Regarding data provenance, the testing was performed by the manufacturer, Fournitures Hospitalières Industrie, in France. The document does not specify if different batches or manufacturing runs were tested, nor does it refer to "countries of origin" for data in the context of clinical populations, as this is a mechanical testing scenario for an orthopedic implant.
3. Number of experts used to establish the ground truth for the test set and the qualifications of those experts
This question is not applicable to this type of device and study. For a mechanical device like a shoulder implant component, "ground truth" is not established by human experts in the diagnostic sense. The "ground truth" for mechanical performance is typically defined by engineering specifications, material properties, and validated testing methods (e.g., ISO standards, ASTM standards) that simulate in-vivo conditions. The evaluation of whether the mechanical tests were performed correctly and meet the implicit equivalence criteria would be done by engineers and regulatory reviewers, not medical experts establishing a diagnostic ground truth.

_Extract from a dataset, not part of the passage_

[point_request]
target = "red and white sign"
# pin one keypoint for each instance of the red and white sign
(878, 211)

4. Adjudication method (e.g., 2+1, 3+1, none) for the test set
This question is not applicable. Adjudication methods like 2+1 or 3+1 are used in clinical studies or for establishing ground truth in diagnostic imaging cases, especially when there's inter-reader variability. For mechanical testing of a medical device, the results are typically quantitative and objective measurements (e.g., strength, fatigue life). The "adjudication" (if one could even call it that) of the test results themselves would be against predefined engineering acceptance criteria, potentially verified by internal quality control or external testing labs, not by a panel of experts.
5. If a multi reader multi case (MRMC) comparative effectiveness study was done, If so, what was the effect size of how much human readers improve with AI vs without AI assistance
This question is not applicable. An MRMC study is relevant for evaluating the performance of diagnostic devices or AI algorithms that assist human readers (e.g., radiologists). The ARROW® Reverse Shoulder long keel and short keel glenoid base is an orthopedic implant (a physical device), not a diagnostic tool or an AI-assisted system.
6. If a standalone (i.e. algorithm only without human-in-the-loop performance) was done
This question is not applicable. This device is a physical implant, not an algorithm or software. Therefore, there is no "standalone algorithm only" performance to evaluate.
7. The type of ground truth used (expert consensus, pathology, outcomes data, etc.)
The document does not describe "ground truth" in terms of clinical or diagnostic data. For the mechanical testing, the "ground truth" is effectively the performance of the predicate devices and generally accepted mechanical engineering principles and standards for orthopedic implants under simulated physiological loads. The goal was to show that the new device's mechanical performance was "substantially equivalent" to these established benchmarks.
8. The sample size for the training set
This question is not applicable. As this is a physical medical device (an implant), there is no "training set" in the context of an AI algorithm or a statistical model derived from a dataset.
9. How the ground truth for the training set was established
This question is not applicable (see response to #8).